Galibiyet

195 17 22
                                    

Herkesin heyecanla beklediği maç günü gelmişti. Iris üzerindeki Ravenclaw formasıyla pür dikkat kaptanını dinliyordu. Nihayet anons edilince oyuncular sahaya çıktı. Maçın anlatıcısı ne yazık ki Alexander'dı.

- Sevgili Hogwarts sakinleri, yılın ilk maçına hepiniz hoş geldiniz! Takım kaptanları Wood ve Drew el sıkıştı ve maç başladı! Quafle Gryffindor'da. Altair Black namı değer kuzenim çevik hareketlerle Quafleı kaleye doğru götürüyor. Tüm Ravenclaw oyuncularını süratle geçiyor. Derken karşısına Iris Black çıktı. O da kuzenim canım benim. Black kardeşler karşı karşıya! Küçük Black, büyük Black'in kulağına bir şeyler fısıldıyor.

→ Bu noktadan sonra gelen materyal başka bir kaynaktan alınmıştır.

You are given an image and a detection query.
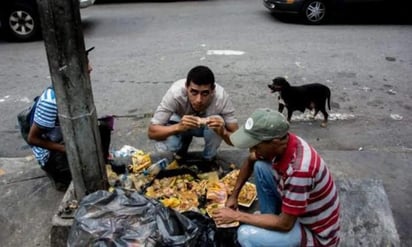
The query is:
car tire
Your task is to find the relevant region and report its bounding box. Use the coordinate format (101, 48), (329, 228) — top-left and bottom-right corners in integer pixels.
(1, 3), (40, 42)
(301, 0), (329, 25)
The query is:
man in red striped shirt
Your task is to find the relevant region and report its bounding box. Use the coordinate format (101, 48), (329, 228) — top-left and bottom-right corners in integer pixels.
(213, 108), (340, 247)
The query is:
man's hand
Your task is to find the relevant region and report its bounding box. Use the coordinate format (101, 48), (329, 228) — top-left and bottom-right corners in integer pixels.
(177, 115), (200, 132)
(207, 115), (225, 136)
(225, 195), (238, 209)
(212, 207), (238, 225)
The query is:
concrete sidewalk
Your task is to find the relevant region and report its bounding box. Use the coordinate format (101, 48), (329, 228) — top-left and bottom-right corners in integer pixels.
(0, 150), (411, 247)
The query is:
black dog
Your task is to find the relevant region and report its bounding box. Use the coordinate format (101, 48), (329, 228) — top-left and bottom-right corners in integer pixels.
(268, 77), (330, 127)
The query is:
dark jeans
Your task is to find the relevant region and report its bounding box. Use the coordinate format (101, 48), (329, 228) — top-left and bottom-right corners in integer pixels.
(42, 121), (112, 190)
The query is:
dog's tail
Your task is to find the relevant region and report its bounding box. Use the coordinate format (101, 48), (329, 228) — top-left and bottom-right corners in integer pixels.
(327, 88), (330, 111)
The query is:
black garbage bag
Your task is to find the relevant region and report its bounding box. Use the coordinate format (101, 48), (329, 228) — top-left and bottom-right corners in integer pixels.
(67, 189), (199, 247)
(182, 211), (219, 247)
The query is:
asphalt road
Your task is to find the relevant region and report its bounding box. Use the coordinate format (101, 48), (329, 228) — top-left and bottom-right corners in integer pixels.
(0, 0), (412, 246)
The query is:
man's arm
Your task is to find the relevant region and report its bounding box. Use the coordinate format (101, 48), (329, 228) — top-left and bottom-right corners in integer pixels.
(213, 208), (297, 232)
(207, 116), (239, 146)
(148, 123), (180, 141)
(226, 152), (256, 209)
(27, 124), (66, 152)
(148, 115), (199, 141)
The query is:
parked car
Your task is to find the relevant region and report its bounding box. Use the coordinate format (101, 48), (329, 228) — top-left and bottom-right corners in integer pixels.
(263, 0), (394, 24)
(0, 0), (95, 41)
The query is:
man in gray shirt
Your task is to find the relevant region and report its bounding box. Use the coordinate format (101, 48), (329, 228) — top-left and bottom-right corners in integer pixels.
(148, 66), (239, 161)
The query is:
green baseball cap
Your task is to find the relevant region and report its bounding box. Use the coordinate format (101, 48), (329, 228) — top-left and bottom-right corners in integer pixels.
(230, 108), (289, 148)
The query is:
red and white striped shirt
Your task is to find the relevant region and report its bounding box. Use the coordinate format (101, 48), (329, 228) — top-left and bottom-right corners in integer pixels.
(273, 133), (340, 246)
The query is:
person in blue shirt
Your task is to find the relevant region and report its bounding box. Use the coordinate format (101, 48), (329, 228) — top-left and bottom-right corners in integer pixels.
(28, 47), (112, 191)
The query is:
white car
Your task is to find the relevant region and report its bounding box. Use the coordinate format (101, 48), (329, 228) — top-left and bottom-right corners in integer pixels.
(0, 0), (95, 42)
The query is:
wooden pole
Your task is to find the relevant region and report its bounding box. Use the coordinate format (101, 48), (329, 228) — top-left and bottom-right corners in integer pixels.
(37, 0), (108, 200)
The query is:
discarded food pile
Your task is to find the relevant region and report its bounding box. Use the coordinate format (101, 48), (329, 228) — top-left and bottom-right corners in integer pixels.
(106, 147), (257, 227)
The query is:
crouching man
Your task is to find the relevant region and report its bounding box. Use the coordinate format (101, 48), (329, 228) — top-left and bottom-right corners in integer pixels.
(213, 109), (340, 247)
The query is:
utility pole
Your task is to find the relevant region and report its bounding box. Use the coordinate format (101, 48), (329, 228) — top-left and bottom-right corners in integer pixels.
(37, 0), (108, 200)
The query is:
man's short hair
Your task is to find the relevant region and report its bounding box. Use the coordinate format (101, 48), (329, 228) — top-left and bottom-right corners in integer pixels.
(186, 65), (215, 89)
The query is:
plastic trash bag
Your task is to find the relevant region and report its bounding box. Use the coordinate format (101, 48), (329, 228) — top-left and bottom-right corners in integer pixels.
(182, 211), (220, 247)
(67, 189), (199, 247)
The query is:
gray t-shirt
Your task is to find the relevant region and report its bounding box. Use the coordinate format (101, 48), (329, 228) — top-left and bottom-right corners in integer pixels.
(150, 79), (237, 125)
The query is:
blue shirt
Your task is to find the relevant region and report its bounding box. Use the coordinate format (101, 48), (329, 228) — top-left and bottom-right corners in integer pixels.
(32, 88), (63, 166)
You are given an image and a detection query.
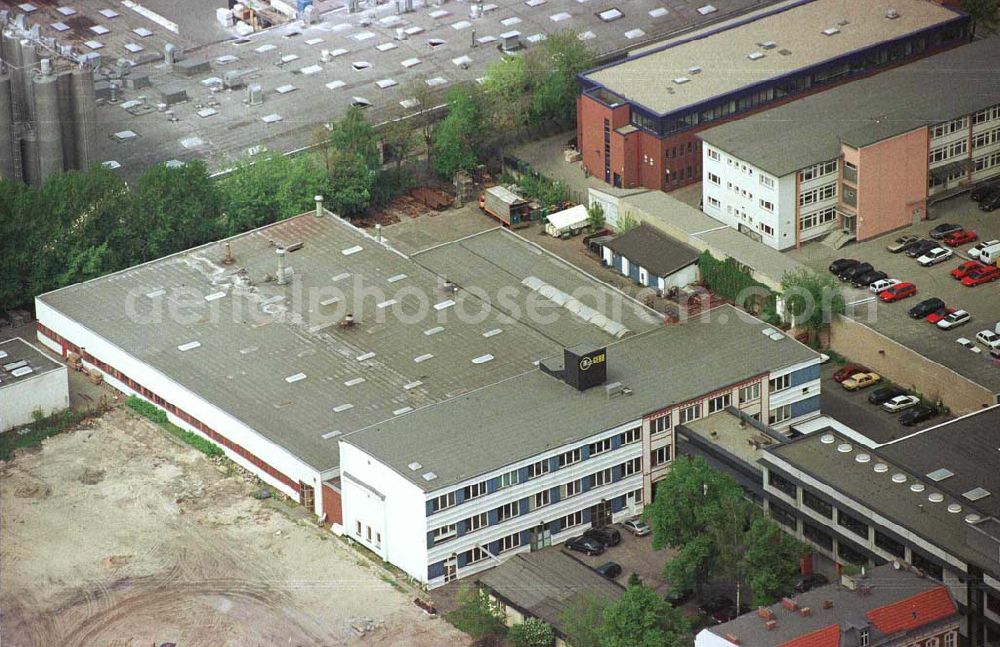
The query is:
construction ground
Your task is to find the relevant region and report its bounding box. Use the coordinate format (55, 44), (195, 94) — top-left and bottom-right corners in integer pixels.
(0, 409), (469, 647)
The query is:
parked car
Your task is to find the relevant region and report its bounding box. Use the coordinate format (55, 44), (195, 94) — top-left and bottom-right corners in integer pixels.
(937, 310), (972, 330)
(882, 395), (920, 413)
(795, 573), (830, 593)
(917, 247), (955, 267)
(698, 595), (733, 616)
(851, 270), (889, 288)
(868, 386), (906, 405)
(951, 261), (984, 281)
(868, 279), (902, 294)
(899, 404), (937, 427)
(833, 364), (871, 382)
(907, 297), (944, 319)
(941, 229), (979, 247)
(583, 526), (622, 547)
(927, 306), (958, 326)
(594, 562), (622, 580)
(903, 238), (937, 258)
(622, 517), (652, 537)
(969, 182), (1000, 202)
(830, 258), (861, 274)
(566, 535), (604, 555)
(976, 330), (1000, 348)
(837, 263), (875, 283)
(927, 222), (962, 240)
(885, 234), (920, 254)
(962, 265), (1000, 288)
(966, 239), (1000, 258)
(840, 372), (882, 391)
(878, 281), (917, 303)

Büyük Black'in gözü tribünlere kayıyor! Ne oldu güzel kız mı gördün? Tamam, profesör. Bu onun dikkatini dağıttı. Quafle Ravenclaw'a geçti. Black hanım sınır tanımadan rakiplerini geçiyor. Lupin atak yaptı! Ah, saygıdeğer kuzenim Quafle ı bırakma niyetinde değil anlaşılan. Hey, bir dakika! Black sayı yaptı! Ravenclaw öne geçiyor! Helal be kızım! Gerçi Gryffindor için üzücü bir durum. Ama abim snitchi yakalarsa işleri biter! Tamam, profesör. Lupin atağa geçti. Hızlıca ilerliyor fakat Suarez üçüzlerinden birinin gönderdiği bludger ile quafle ı elinden düşürüyor! Quafle şimdi kız Suarez'e geçti! Kız Suarez hızla Gryffindor kalesine ilerliyor! Kimse Oliver Wood'u geçemez kız Suarez kusura bakma! Ah, tabi mükemmel ötesi kuzenim olan Black değilseniz! Evet senden bahsetmiyorum Altair. Her neyse atamadı zaten! Yani Wood kurtardı! Ağlamayacaksınız. Ay abim bir şey gördü herhalde hızla bir yere gidiyor! Tabi fırsatçı Chang de onun peşinden gidiyor! Ah, sanırım snitchi kaybetti. Olsun, kaçmıyor ya sonuçta! Aslında kaçıyor. Özür, profesör. Maça dönelim. Quafle ı kapan Kızıl Black, onu Cameron'a pas veriyor! Cameron kaleye doğru ilerledi! Weasley ikizlerinin birinden gelen bludger ile dengesini kaybetti. Bunun üzerine Quafle Gryffindor'a geçti. Kıvırcık Black, Quafle ı kaptı. Kaleye ilerliyor ve sayıı! İşte budur! Ah, tanrım quafle yine Cameron'da! Neyse seviyorum seni ablam! Aaa! Sayı yaptı! Neden? Ama profesör, ben iyi sunuyorum! Siz de beğendiniz, itiraf edin. Bende girsem mi seçmelere ne dersiniz? Kırdınız beni profesör! Ne? Kime benziyorum? Sirius amcaya mı? Bu benim için bir onurdur! Tamam tamam maça dönelim o halde. Ravenclaw resmen bize fark attı. Abim ile Chang (abim Harry Potter, anlamayan varsa) snitchin peşinden gidiyorlar. Oha oha! Chang abimin dikkatini dağıttı! Ve snitchi de kaptı. Maç Ravenclaw'un! Tebrikler kuzen! dedi Alex ve böylece maç sona ermiş oldu.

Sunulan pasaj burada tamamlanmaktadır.